Thursday, May 12, 2005

Black Like Me

I don’t watch a whole lot of television. I’m a sporadic viewer, mostly because I don’t have the time, but also because I don’t have the attention span. When I tally up my hours in front of a screen at the end of the week and they approach double digits, I feel as if that is time wasted. I watch at most, four hours a week.If I'm tuned in, it’s usually regulars like Law & Order, Cold Case, Girlfriends and maybe half of Half & Half, and America’s Next Top Model.

Last night’s episode if ANTM struck a chord with me that’s been a-singing for years. It’s what I think I’ll call Black America’s Box. There were four remaining candidates in the race for ANTM, two of whom are Black: Keenyah and Naima. Keenyah is the color of maple syrup, with an obtrusive jaw and a selfish disposition. Naima is a fair skinned, racially ambiguous ballerina with probably the only cool mohawk I’ve ever seen.

The model-wannabes have been in
South Africa for the past few weeks, and on last night’s show they drove through the township of Soweto and to Robben Island, where Nelson Mandela was held prisoner from 1962 to 1984. Well Keenyah was being extra obnoxious for the entire trip, overspeaking about how profoundly affected she is by being in South Africa “because I’m Black.”

After the sixth time hearing this, I was sick of Keenyah. It seemed more to me like she was trying to convince herself that being in Africa should affect her because she is Black, but not necessarily that she believed it. It also seemed like she felt some exclusive entitlement to her pain at seeing people who live in tin roofed huts shoulder to shoulder on a stretch of dusty land—as if that poverty is not a human issue and is simply a Black people's problem.

As if her annoying drivel weren’t grating enough on my nerves, I was fuming when she allowed the words “I don’t really see Naima as Black” fall out of her mouth. Who elected you as Race Judge? Why do a few shades of brown make a difference in Naima’s race, such that her ethnic makeup is completely discarded in your eyes?

This was evident in Keenyah’s absolute disgust when Naima got to use the key that opened Nelson Mandela’s cell. Then (cue spoon to tonsils) she made an overt display of emotion in the cell, as if she “as a Black person” was so impacted by this experience. Give me a break chick. She doesn’t even know whether Nelson Mandela is still alive, and probably doesn’t care. I’m confident that Brittany, Kahlen and Naima knew more about him than Keenyah did.

I still hear Keenyah telling Naima she isn’t Black to her. I still hear her saying “I don’t really see Naima as Black” in the confessional. And the sad thing is, I know there are a few thousand people across America who concur with this drivel.

Because Black America is so obsessed with “Blackness,” we are blinded to its impedimentary effect on the race’s solidarity. We don’t see how silly it is, and how stooopid we sound when we say things like, “so-and-so didn’t sound Black” on the phone. When we assume that a person with fair skin and not so nappy hair must be white, when we expect certain behaviors or political beliefs from people as a measure of their Blackness, we are wasting time.
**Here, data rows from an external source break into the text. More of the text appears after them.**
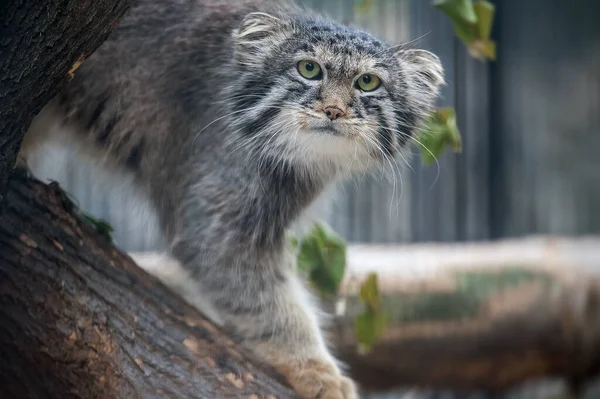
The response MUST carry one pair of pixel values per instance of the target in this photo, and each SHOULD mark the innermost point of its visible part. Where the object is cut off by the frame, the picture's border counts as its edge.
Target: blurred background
(530, 126)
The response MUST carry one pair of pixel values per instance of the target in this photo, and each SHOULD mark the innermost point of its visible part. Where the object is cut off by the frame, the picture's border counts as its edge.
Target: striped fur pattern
(202, 103)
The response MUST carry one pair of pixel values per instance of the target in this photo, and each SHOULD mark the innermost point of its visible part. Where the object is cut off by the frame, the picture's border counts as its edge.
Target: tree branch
(41, 44)
(81, 320)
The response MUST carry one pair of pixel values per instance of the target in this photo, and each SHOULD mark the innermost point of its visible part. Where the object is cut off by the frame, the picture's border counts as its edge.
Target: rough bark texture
(41, 44)
(81, 320)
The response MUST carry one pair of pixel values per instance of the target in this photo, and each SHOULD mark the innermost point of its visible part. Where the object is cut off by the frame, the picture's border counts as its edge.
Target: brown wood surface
(41, 45)
(81, 320)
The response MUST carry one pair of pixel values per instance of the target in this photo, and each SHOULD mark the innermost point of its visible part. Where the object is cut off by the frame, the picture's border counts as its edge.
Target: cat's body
(211, 110)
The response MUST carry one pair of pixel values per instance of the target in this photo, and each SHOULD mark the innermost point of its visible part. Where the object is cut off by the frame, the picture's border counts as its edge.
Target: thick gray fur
(201, 101)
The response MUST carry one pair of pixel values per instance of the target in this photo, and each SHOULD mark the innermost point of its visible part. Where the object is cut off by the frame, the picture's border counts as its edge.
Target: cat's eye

We are wasting energy. We have too much work to do to waste time on inconsequential pseudo-ideologies.

For example, look at the way we associate the Black race with unproductive characteristics. Suddenly being “ghetto” or “hood” means being Black. A Black kid with a skateboard is not meant to happen. Everybody else can date interracially, except Black people—for shame of being a “waste of Black.” Oh, and my favorite, when I used to tell people I danced, and they automatically assumed I meant I danced hip-hop, jazz or tap. Never ballet.
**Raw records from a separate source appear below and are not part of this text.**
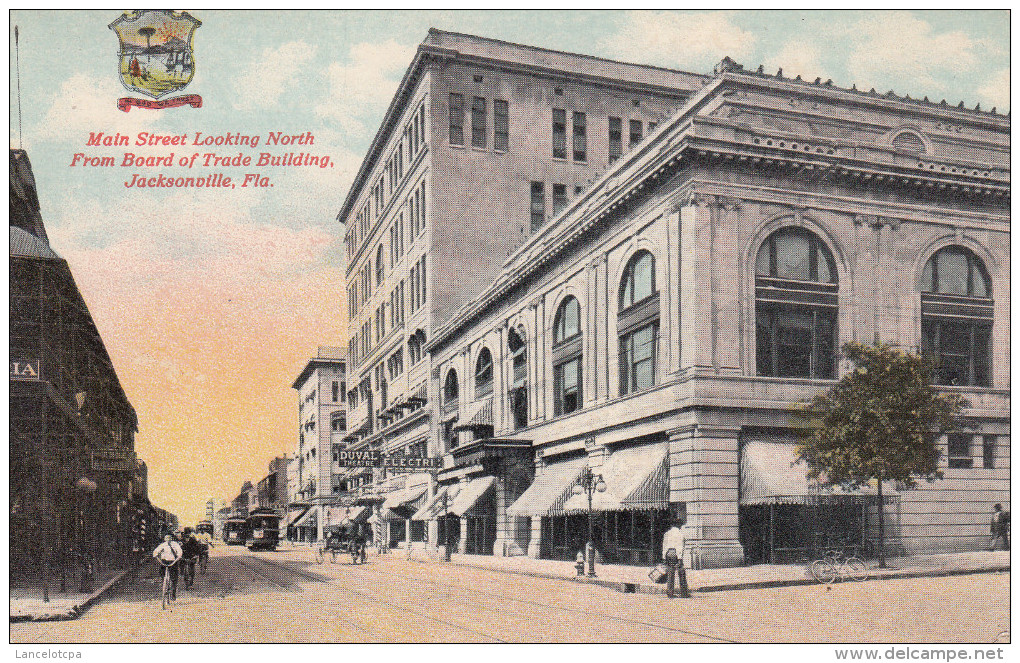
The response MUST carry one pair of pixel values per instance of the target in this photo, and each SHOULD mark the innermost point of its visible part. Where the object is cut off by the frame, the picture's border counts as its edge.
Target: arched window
(451, 391)
(957, 313)
(797, 305)
(416, 347)
(639, 279)
(638, 324)
(567, 323)
(483, 373)
(567, 358)
(518, 385)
And to think, for so many years we had to hear these things from our oppressors, that we have hammered the nails around our own box by believing them. Will we ever dock and unboard this slave ship?


UPDATE 5/18: And we have a winner... Naima takes the tiara as America's Next Top Model!

3 comments:

avery said...

If that chick's name is Naimah, she Black.

Lester Spence said...

couple of questions:

1. why make blanket statements about what black people do and do not do, based on what ONE black person does?

2. in as much as blacks (AND WHITES) can predict with a high degree of accuracy whether they are talking to a black or a white on the phone...AND this information can be helpful, why trip?

finally...black people are still in a bad way. but we left those ships a long time ago. don't put us back there because you disagree with a wannabe model.

Janae said...

Hi Lester, thanks for introducing yourself.

Clearly, you read what you wanted to read in this post. Like most people do. (Ha, another "blanket" statement.) I was responding to what this "wannabe model" said because it is comments like these that I hear coming from not just HER mouth, but from the mouths of many others.

Oh, and you also chose to ignore that I said this has been bugging me for some time, as in, I've been hearing this ish for too long.

I'm not putting anybody anywhere with my comments. It's the people making them that are wearing the shackles, honey. That was the point of my post. Clearly you must know a lot of people like this if you were that offended.

I'd love to know what helpful information comes from predicting that a person sounds black or white?